Из динамиков раздалось шипение и незнакомый женский голос произнес:
— Уважаемые коллеги! С согласия директора библиотеки, для сотрудников ряда отделов запланировано провести цикл лекций по истории мировой культуры, к которой мы с вами имеем самое прямое отношение. Обзорное сообщение любезно согласился сделать выпускник Университета мировой культуры Илья Мшанский, которому я с удовольствием и представляю слово.

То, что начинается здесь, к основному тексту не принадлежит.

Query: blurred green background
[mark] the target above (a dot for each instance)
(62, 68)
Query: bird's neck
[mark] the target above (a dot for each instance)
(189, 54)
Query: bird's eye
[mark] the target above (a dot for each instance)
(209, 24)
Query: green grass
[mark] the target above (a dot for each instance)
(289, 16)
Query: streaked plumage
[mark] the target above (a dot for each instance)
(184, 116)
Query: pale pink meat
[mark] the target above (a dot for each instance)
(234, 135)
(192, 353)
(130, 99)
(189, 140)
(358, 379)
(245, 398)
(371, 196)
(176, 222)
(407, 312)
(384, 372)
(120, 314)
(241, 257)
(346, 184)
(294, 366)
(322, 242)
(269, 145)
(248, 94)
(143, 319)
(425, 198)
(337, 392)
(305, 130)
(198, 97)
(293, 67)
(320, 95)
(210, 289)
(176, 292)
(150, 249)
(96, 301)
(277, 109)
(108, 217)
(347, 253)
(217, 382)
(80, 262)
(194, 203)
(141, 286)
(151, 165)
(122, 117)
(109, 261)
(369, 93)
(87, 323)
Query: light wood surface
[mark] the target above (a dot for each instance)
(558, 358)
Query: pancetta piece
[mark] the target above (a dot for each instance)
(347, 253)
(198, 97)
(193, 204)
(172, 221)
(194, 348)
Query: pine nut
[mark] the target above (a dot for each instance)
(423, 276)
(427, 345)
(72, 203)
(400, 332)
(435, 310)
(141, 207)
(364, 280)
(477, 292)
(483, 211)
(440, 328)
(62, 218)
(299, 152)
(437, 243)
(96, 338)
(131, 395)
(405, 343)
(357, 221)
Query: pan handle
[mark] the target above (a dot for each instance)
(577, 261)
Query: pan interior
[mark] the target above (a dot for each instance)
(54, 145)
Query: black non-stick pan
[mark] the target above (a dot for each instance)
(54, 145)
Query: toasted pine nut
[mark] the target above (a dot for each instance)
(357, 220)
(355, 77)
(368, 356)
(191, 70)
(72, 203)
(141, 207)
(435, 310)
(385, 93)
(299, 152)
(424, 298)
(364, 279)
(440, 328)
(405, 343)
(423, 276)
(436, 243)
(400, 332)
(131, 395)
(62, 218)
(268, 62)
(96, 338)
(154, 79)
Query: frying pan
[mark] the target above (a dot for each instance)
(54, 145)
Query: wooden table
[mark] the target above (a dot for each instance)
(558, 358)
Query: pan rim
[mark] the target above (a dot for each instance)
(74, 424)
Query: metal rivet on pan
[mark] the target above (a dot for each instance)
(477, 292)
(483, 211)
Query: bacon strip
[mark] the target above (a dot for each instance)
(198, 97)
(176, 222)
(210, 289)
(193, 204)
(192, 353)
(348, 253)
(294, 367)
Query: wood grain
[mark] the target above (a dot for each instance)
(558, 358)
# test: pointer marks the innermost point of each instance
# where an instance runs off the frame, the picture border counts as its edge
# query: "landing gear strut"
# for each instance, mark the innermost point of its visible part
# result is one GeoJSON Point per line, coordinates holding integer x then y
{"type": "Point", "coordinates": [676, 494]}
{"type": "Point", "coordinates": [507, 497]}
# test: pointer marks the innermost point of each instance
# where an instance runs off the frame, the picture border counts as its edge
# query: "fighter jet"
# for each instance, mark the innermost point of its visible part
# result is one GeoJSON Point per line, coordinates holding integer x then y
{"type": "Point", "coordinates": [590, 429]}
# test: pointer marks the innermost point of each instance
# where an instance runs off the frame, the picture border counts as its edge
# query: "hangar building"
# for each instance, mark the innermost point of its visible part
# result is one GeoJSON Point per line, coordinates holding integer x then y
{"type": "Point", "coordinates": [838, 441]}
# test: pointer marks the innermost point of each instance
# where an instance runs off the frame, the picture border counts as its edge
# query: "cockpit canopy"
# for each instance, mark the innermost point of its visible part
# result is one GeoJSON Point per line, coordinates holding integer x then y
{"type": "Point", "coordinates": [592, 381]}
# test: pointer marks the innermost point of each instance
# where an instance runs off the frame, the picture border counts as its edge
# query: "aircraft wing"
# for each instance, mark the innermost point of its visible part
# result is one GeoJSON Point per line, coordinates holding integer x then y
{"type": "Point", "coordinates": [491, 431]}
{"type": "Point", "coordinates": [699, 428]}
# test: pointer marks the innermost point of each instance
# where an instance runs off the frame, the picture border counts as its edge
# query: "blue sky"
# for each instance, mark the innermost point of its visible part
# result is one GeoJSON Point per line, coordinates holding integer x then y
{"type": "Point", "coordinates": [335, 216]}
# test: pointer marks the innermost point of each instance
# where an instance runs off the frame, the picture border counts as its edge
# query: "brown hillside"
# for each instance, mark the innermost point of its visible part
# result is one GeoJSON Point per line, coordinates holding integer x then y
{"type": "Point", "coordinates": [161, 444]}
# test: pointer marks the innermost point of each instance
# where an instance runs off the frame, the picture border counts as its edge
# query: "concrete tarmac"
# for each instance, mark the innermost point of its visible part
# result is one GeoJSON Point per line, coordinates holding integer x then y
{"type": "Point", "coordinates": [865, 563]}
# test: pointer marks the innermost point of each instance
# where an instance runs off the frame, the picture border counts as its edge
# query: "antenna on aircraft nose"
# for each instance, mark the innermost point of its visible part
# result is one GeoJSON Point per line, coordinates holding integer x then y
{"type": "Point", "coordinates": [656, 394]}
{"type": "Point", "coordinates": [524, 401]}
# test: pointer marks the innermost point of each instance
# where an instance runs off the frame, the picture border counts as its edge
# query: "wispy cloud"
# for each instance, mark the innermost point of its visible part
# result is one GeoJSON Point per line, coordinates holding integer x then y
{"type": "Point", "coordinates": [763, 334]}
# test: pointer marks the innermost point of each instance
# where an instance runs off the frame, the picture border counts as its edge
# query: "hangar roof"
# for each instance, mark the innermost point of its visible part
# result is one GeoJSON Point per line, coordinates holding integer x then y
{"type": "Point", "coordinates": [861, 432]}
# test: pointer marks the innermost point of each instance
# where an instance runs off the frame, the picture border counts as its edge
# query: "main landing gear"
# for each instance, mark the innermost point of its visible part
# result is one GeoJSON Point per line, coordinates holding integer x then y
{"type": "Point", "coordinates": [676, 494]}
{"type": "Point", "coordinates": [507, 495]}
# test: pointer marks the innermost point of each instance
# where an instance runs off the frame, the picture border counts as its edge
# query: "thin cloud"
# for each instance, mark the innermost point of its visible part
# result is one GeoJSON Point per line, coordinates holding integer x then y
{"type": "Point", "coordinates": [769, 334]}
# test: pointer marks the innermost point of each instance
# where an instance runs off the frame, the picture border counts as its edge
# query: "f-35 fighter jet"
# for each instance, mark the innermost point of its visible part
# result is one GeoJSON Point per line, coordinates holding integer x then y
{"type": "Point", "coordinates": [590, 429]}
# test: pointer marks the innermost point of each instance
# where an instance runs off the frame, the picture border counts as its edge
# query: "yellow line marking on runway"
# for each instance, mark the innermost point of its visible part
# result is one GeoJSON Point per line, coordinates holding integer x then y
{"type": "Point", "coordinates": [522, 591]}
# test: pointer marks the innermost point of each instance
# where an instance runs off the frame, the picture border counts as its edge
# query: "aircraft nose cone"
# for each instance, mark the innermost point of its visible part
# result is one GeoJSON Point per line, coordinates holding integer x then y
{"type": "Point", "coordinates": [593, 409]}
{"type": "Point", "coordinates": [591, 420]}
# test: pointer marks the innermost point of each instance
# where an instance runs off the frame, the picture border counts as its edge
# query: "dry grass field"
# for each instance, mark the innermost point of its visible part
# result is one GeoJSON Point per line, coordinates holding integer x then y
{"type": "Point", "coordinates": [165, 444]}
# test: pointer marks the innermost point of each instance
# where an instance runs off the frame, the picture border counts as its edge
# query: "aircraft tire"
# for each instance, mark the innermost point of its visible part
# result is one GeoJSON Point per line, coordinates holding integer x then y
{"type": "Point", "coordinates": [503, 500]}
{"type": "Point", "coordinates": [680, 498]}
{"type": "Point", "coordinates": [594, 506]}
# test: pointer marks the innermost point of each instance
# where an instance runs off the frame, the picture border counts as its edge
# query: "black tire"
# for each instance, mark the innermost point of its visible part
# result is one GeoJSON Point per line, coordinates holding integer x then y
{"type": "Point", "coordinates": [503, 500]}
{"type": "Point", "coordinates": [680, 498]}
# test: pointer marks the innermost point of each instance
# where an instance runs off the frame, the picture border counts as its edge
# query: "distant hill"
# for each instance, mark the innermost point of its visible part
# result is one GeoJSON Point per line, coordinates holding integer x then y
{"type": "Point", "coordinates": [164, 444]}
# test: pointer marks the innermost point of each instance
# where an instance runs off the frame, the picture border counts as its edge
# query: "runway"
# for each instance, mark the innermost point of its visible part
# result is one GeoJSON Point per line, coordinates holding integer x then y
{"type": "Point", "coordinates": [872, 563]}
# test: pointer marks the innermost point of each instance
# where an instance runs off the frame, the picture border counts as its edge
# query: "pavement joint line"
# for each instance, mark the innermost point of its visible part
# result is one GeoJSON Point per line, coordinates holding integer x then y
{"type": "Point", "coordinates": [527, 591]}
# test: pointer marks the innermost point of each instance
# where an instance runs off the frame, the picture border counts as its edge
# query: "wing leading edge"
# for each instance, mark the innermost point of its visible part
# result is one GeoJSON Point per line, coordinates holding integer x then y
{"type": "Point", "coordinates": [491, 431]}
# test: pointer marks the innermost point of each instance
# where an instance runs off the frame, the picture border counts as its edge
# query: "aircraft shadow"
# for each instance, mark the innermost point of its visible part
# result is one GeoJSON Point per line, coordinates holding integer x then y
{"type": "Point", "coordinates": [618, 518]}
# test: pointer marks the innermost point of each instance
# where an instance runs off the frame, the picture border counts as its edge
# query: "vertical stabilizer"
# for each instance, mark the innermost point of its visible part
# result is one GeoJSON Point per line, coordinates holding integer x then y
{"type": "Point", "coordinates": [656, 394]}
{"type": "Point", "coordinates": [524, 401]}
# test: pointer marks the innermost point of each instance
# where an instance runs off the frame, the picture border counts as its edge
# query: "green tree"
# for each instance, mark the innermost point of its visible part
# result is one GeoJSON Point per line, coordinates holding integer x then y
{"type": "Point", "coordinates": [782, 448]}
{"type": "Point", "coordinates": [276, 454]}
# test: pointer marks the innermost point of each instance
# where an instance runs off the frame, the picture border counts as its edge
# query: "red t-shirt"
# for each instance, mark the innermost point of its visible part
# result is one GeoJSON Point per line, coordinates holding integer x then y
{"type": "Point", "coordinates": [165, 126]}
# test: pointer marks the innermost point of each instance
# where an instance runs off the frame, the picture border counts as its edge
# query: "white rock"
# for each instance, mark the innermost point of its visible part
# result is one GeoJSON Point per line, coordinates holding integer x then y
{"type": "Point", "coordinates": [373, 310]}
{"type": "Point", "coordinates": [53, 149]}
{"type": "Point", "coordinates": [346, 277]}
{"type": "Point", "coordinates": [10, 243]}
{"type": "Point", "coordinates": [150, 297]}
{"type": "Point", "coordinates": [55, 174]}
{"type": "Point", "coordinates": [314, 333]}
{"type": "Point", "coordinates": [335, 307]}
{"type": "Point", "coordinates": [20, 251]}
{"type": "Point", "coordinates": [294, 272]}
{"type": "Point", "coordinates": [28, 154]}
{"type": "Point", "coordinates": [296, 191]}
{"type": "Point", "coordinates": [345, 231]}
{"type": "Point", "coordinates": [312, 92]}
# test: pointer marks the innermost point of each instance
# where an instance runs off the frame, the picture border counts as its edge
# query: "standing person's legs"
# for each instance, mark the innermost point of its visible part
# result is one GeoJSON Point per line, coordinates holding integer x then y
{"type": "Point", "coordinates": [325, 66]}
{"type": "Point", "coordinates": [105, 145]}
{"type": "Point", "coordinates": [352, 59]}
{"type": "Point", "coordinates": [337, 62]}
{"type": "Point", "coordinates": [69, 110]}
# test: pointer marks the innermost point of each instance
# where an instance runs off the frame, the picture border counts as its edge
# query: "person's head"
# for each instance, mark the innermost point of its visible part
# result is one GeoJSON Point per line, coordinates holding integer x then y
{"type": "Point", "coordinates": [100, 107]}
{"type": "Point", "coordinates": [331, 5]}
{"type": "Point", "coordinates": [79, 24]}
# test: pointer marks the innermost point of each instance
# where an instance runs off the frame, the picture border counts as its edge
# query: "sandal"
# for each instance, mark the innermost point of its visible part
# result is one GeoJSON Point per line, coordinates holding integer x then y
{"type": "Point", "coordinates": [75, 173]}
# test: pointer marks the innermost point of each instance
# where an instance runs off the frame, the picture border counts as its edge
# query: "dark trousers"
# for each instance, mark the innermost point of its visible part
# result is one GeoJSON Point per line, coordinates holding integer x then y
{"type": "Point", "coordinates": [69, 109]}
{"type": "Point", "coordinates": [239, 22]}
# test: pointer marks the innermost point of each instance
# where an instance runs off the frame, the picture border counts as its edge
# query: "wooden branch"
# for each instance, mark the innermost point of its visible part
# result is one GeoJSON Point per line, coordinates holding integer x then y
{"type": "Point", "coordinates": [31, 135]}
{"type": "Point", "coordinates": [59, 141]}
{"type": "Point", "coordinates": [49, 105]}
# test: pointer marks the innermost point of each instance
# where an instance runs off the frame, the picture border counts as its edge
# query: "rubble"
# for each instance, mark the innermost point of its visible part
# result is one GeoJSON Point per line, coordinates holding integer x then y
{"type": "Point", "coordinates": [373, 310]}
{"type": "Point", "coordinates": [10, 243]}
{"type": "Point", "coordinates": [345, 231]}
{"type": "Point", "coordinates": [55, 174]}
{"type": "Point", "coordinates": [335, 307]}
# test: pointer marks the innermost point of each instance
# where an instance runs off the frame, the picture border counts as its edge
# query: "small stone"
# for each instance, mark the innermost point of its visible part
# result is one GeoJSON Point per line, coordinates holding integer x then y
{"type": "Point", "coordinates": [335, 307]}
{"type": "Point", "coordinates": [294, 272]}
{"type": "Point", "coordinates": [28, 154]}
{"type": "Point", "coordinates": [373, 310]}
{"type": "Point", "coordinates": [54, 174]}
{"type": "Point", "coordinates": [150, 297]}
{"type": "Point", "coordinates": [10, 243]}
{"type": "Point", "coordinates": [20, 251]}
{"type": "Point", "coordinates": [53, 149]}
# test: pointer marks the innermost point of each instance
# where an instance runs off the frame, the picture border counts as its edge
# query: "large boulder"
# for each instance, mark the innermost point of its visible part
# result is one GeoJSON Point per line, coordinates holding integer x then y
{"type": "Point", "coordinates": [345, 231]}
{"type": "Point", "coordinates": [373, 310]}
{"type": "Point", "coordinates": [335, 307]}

Послышались жиденькие аплодисменты. Вера Васильевна посмотрела на мужа удивленно, но полковник поднес к губам палец. В столовой уже звучал хорошо знакомый нагловатый говорок ее студента:
— Дамы и господа! Тема моего сообщения — история феномена, который мы привыкли называть культурой, вот и давайте вместе подумаем, где искать ее корни, посмотрим на тех деятелей, кто мостил ей дорогу через века.
Вслушайтесь в само слово — культура! Как писал поэт — песенник Матусовский: «Как много в этом звуке…» и не ошибся — много, очень много! Если хорошо приглядеться, все мы, ныне живущие, — отпрыски культуры, впрочем большинство — ее внебрачные дети. Больно видеть, как в суетности своей люди пробегают мимо стоящего на Волхонке Русского музея, годами не заглядывают в Третьяковку, пусть краем глаза, но взглянуть на полотно Иванова «Явление Иисуса народу», полюбоваться тщательно выписанной Верещагиным пиетой или скорбящей плакальщицей на его знаменитой картине «Апофеоз войны». Утомленные изделиями Церетели, опущенные ниже сточной канавы писаниями детективисток, люди забывают о существовании прекрасного, а ведь еще древними было сказано: хомо хоминис люпус эст, что означает — искусство вечно, время ж быстротечно!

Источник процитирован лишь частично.